Filebeat lost data


#1

Hi all,

We have experienced a lost data issue with filebeat > logstash.

Our Logstash server was down for 4 hours and some events have not been indexed.

The filebeat configuration is as follows :

scan_frequency: 30s
ignore_older: 10m
close_eof: true
close_removed: true
clean_removed: true
clean_inactive: 15m

The indexed files are read only once because they are never updated once created.

I have identified some files that have not been indexed but I do not see them in filebeat logs (whereas I can see all other files).

What is the exact retry policy of filebeat ?

Can our configuration lead to data loss ?

Thank you.


(Steffen Siering) #2

filebeat uses send-at-least once semantics. Have you check the files state in the registry?

A file might not be picked up if it has been deleted via log-rotation and filebeat is restart/started thereafter, or filebeat has closed a file and can not pick it up anymore, due to ignore_older.


#3

What do you mean by send-at-least once sementics ?

The "missing" files are not in registry.
It seems that filebeat did not see these files, no trace in log file nor in the registry.

Could it be due to broken communication with logstash ?


(Steffen Siering) #4

What do you mean by send-at-least once sementics ?

That is, on failure (e.g. missing ACK from LS), filebeat will retry -> harvesters will be blocked, due to buffers in filebeat being filled up.

It seems that filebeat did not see these files, no trace in log file nor in the registry.

Could it be due to broken communication with logstash ?

Maybe you want to share the full configuration, logs, registry file with us? Given the information I have so far, I'd assume it's due to ignore_older plus clean_inactive. The clean_inactive removes entries from the registry.

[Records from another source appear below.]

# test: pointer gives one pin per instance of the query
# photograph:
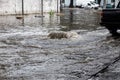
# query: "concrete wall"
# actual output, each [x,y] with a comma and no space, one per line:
[30,6]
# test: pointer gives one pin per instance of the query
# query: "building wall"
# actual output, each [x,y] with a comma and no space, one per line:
[30,6]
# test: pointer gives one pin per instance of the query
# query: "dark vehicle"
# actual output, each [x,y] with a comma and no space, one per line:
[110,18]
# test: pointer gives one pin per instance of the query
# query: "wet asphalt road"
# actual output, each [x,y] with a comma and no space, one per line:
[26,53]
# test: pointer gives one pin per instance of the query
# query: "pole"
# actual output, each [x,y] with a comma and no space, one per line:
[22,7]
[42,7]
[57,6]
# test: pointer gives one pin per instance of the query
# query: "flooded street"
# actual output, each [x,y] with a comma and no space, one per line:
[26,53]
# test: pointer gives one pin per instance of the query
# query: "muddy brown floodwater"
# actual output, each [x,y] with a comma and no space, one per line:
[26,53]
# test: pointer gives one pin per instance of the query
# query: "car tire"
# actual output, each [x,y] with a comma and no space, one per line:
[112,30]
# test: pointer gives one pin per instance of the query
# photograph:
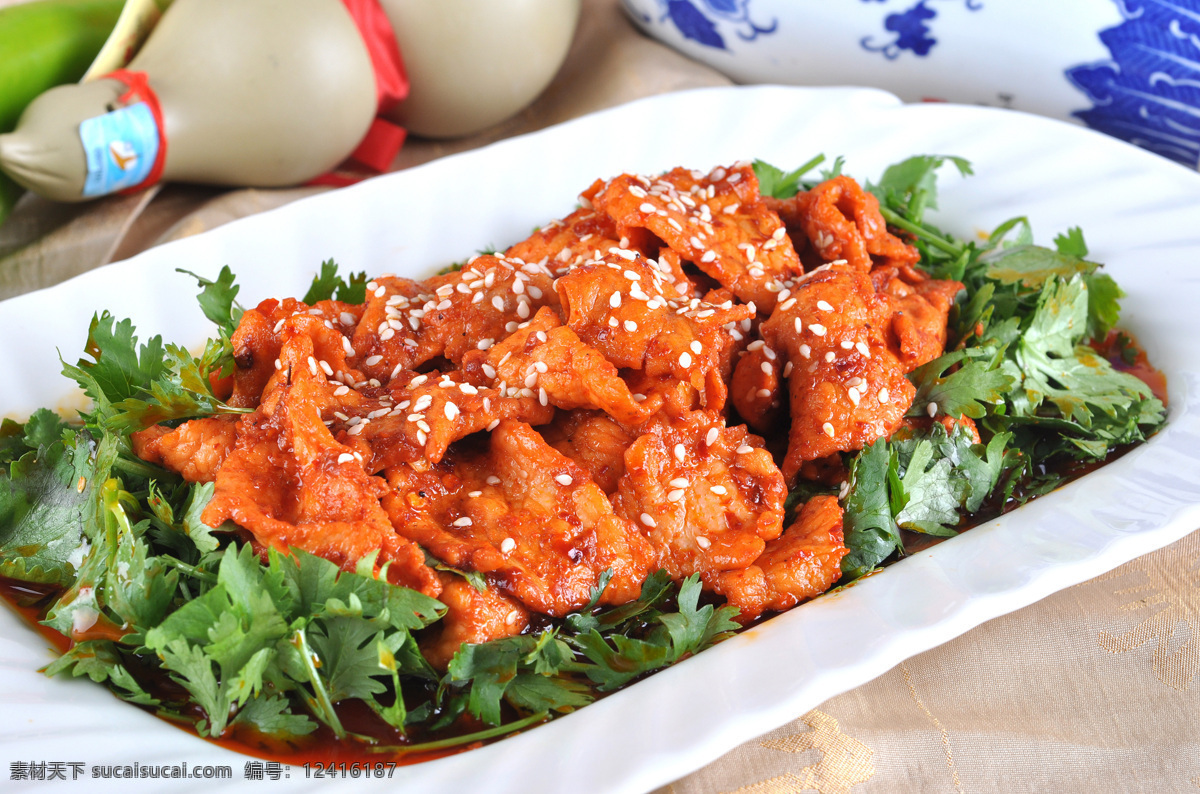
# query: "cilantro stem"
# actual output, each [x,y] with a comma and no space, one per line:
[937,241]
[442,744]
[324,709]
[190,570]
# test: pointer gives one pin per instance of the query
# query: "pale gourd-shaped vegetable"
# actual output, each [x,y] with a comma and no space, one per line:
[253,92]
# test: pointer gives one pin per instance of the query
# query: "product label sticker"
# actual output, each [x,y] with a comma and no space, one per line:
[120,148]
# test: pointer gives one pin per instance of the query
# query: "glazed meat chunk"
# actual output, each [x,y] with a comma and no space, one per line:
[621,308]
[706,495]
[582,235]
[424,416]
[261,335]
[547,362]
[523,515]
[472,617]
[454,313]
[921,307]
[594,440]
[717,221]
[801,564]
[843,221]
[288,482]
[195,450]
[845,388]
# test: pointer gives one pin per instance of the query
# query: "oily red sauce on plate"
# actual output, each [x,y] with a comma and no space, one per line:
[31,602]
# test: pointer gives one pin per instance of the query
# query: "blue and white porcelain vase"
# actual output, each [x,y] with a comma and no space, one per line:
[1126,67]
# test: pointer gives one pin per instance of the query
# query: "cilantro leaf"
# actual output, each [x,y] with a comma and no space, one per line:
[328,284]
[870,530]
[219,299]
[1071,244]
[43,504]
[967,391]
[778,184]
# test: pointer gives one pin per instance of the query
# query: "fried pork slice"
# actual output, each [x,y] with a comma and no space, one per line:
[707,497]
[594,440]
[843,221]
[421,415]
[583,234]
[472,617]
[261,334]
[450,314]
[801,564]
[921,307]
[546,360]
[289,483]
[523,515]
[755,388]
[195,450]
[846,388]
[717,221]
[627,311]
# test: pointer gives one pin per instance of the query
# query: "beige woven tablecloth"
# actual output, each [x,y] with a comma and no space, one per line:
[1096,689]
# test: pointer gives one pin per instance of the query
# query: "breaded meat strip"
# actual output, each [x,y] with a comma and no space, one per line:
[449,314]
[755,389]
[261,334]
[801,564]
[472,617]
[289,483]
[843,221]
[583,234]
[628,312]
[546,361]
[420,415]
[594,440]
[718,221]
[845,388]
[195,450]
[707,497]
[523,515]
[921,307]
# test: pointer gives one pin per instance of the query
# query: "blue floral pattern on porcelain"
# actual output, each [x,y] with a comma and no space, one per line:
[1145,91]
[1149,94]
[693,22]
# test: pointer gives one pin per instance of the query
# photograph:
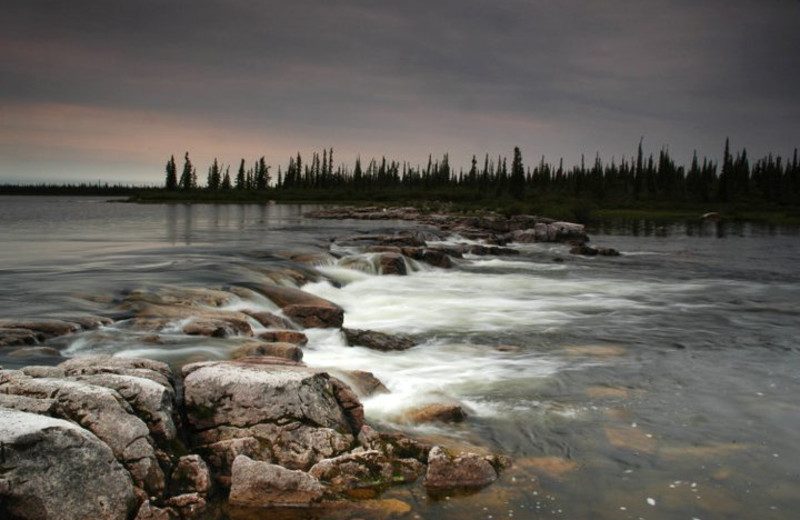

Due to ignore_older, these old files are not picked up again...


(ruflin) #5

What version of filebeat are we talking about?


#6

So when filebeat is in retry mode, harvesters end to be blocked due to buffer size.

And if this situation lasts long (longer than clean_inactive, which should be longer than ignore_older), new files can be simply ignored.

Is that a good summary of the situation?

@ruflin I am using filebeat 5.4.1


(Steffen Siering) #7

Not sure it's that simple, as filebeat behavior also depends on some other settings in your configuration file. Please share filebeat configuration.


#8

Here is the configuration, but there is nothing more than what I have previously shared :

filebeat.prospectors:

- input_type: log
  paths:
    - D:\_data\aaa\bbb\*.csv
  encoding: utf-8
  document_type: foo
  scan_frequency: 30s
  ignore_older: 10m
  close_eof: true
  close_removed: true
  clean_removed: true
  clean_inactive: 15m

output.logstash:
  hosts: ["logstash-val:5044"]

logging.level: info
logging.to_files: true
logging.files:
  path: D:\logs
  name: filebeat
  rotateeverybytes: 10485760 # = 10MB
  keepfiles: 10

(ruflin) #9

Could you try to set close_removed to false?


#10

The problem is I cannot easily test this scenario again.
It occurred on a production environment while our logstash server was down for patching activity.
It is a hard task to reproduce the environment in validation stage.
Why do you think that close_removed can change something ? Missing files have not been removed.
I think @steffens explanations are correct. Harvesters have been blocked for too long time and as ignore_older is quite short (10'), new files have been ignored.


(ruflin) #12

Sorry for the really late reply this somehow slipped through the cracks. You are right in case the files are not removed close_removed would not have an affect. As you haven't set a harvester_limit I would expect the harvester still pick up the new files preventing from applying ignore_older. I wonder now if close_inactivecould apply, close the file and the clean_inactive can happen.

I would be really interesting to see the log file when this happens as this would allow to see the steps and logics that filebeat applied.


#13

No problem ! Thank you for answering.
As I said, it is not an easy thing to simulate this behavior again. There is no patching activity scheduled on our logstash server (and I cannot stop it ! :wink:) so just have to wait...
I have change the ignore_older config to 2h as I think this parameter comes into play in this issue. But maybe I'm wrong...

If the issue happens again, I will send you the logs !


(ruflin) #14

@oguachard Thanks a lot, appreciate it.


(system) #15

This topic was automatically closed 28 days after the last reply. New replies are no longer allowed.